Dans une contribution sur les stratégies de développement régional dans l’OCDE, Joaquim Oliveira Martins et Karen Maguire  présentent un ensemble d’indicateurs proposés par l’OCDE en 2014 pour mesurer le bien-être régional. Ces indicateurs capturent neuf dimensions du bien-être : revenu, emploi, logement, santé, éducation et compétences, qualité de l’environnement, sécurité personnelle, engagement civique et accès aux services.

Certaines organisations territoriales sont-elles plus efficaces que d’autres ?

Selon Joaquim Oliveira Martins et Karen Maguire, les études récentes de l’OCDE ont montré qu’une fragmentation des gouvernements municipaux peut avoir des effets négatifs sur la productivité des régions, notamment dans les zones métropolitaines. Les auteurs soulignent que l’on compte environ 1 400 collectivités locales dans l’agglomération de Paris. Or, un doublement des gouvernements locaux peut réduire de presque autant l’avantage en termes d’économies d’agglomération du doublement de la taille d’une ville. Laurent Davezies critique lui aussi la fragmentation communale et appelle à plus de politiques urbaines intégrées. Il souligne que la dernière loi sur l’organisation territoriale de la République va dans ce sens.

Pour Jean-Claude Prager, la qualité de la gouvernance des régions et des métropoles est importante pour leur prospérité mais elle ne peut cependant pas se réduire à des seuls critères formels. Elle dépend de la personnalité des dirigeants et de leurs capacités à mettre en œuvre des stratégies de différenciation économique des territoires.

Jacques Lévy critique pour sa part le faible poids des budgets régionaux (en moyenne, un peu plus de 1% du PIB), qui ne donne pas aux régions les moyens de gérer leur développement.

Les mesures favorisant l’égalité entre les territoires sont-elles un frein ou un accélérateur du développement économique ? 

Selon Jean-Claude Prager, le bilan des politiques de rééquilibrage régional est controversé, notamment parce qu’elles ne font pas la différence entre les individus concernés et les territoires administratifs. Selon l’auteur, le soutien financier aux régions moins riches peut avoir pour effet principal de faire bénéficier d’effets d’aubaine les personnes les mieux dotées de ces régions, celles dont la capacité de captation des subventions publiques est forte, sans nécessairement profiter principalement aux plus démunis de leur région. L’auteur conclut que l’efficacité et l’égalité des chances sont mieux assurées avec le développement du capital humain.

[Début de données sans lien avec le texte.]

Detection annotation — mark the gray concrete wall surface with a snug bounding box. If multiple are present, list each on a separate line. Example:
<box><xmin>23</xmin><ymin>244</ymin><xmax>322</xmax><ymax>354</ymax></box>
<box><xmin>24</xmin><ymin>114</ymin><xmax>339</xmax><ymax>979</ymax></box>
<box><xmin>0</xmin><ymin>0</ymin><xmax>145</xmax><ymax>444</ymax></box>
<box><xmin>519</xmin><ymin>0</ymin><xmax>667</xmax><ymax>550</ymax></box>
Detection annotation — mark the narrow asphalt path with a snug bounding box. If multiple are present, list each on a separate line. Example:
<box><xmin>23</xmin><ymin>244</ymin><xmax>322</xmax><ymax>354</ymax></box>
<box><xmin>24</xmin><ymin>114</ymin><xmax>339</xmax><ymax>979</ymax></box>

Cette stratégie peut être rendue difficile car, comme le soulignent Arnaud Degorre, Pierre Girard et Roger Rabier, les espaces métropolitains ont tendance à capter les ressources rares et notamment les travailleurs qualifiés qui sont également les plus mobiles. Au jeu des migrations résidentielles, la vaste majorité des territoires enregistrent des départs des plus qualifiés, au profit en premier lieu de l’agglomération parisienne, mais aussi des métropoles en région, dont Toulouse, Grenoble, Lyon et, dans une moindre mesure, Montpellier et Lille.

Existe-t-il une taille optimale des régions ? Peut-on envisager une tension entre régions légales et régions réelles et/ou vécues ? 

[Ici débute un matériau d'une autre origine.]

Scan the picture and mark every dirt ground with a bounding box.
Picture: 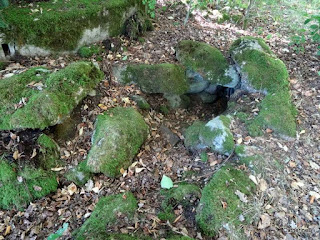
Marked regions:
[0,2,320,240]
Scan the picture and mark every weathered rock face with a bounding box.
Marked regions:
[0,62,104,130]
[0,0,143,56]
[176,40,239,88]
[74,192,138,240]
[196,165,255,236]
[87,107,148,177]
[113,63,189,108]
[0,157,58,209]
[230,37,297,137]
[185,115,234,155]
[113,63,189,96]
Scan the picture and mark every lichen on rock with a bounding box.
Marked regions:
[73,192,138,240]
[87,107,148,177]
[185,115,234,155]
[176,40,239,87]
[1,0,144,55]
[0,62,104,130]
[230,37,297,137]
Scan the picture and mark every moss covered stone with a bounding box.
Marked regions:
[230,37,297,137]
[176,40,238,87]
[1,0,143,55]
[196,165,255,236]
[87,107,148,177]
[113,63,189,95]
[185,115,234,155]
[0,158,58,209]
[78,45,102,58]
[65,160,92,186]
[0,62,103,130]
[74,192,138,240]
[158,183,201,222]
[37,134,60,170]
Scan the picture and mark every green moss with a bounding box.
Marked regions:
[158,183,201,222]
[159,105,170,115]
[184,121,205,148]
[235,49,289,93]
[1,0,142,51]
[236,112,249,122]
[106,233,152,240]
[0,159,58,209]
[131,95,150,110]
[118,63,189,95]
[78,45,102,58]
[0,62,9,71]
[65,160,92,186]
[37,134,60,170]
[200,152,209,162]
[248,91,297,137]
[74,192,137,240]
[87,107,148,177]
[196,165,255,236]
[0,62,103,130]
[234,145,245,156]
[176,40,232,85]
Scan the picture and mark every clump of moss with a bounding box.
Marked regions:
[158,183,201,222]
[0,62,9,71]
[78,45,102,58]
[74,192,137,240]
[113,63,189,96]
[248,91,297,137]
[176,40,232,85]
[37,134,60,170]
[87,107,148,177]
[230,37,297,137]
[0,158,58,210]
[159,105,170,115]
[0,62,104,130]
[196,165,255,236]
[1,0,144,51]
[65,160,92,186]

Jacques Lévy revient sur les quatre erreurs de la réforme régionale. C’est une action top-down technocratique qui ignore les habitants. Elle découpe le grand (la région) avant le petit (le local). Elle définit des frontières avant de définir des compétences. Enfin, elle évite de supprimer le Conseil de département. L’auteur avance une proposition alternative de carte régionale rapprochant les régions vécues des régions administratives. Il privilégie une démarche bottom-up et définit en premier lieu 771 pays de taille très variable (de 3 000 à 12 millions d’habitants) puis propose une nouvelle carte des régions en analysant les interconnexions entre pays. Les régions n’ont pas toutes la même taille car elles sont le produit d’équilibres différenciés entre ressources objectives (démographie, formation, système productif, niveau d’urbanisation) et ressources subjectives (identification, mémoire, projet). C’est ainsi que pour l’auteur la Corse (300 000 habitants) et l’ensemble du Bassin parisien (22,2 millions d’habitants) sont tous deux légitimes comme région.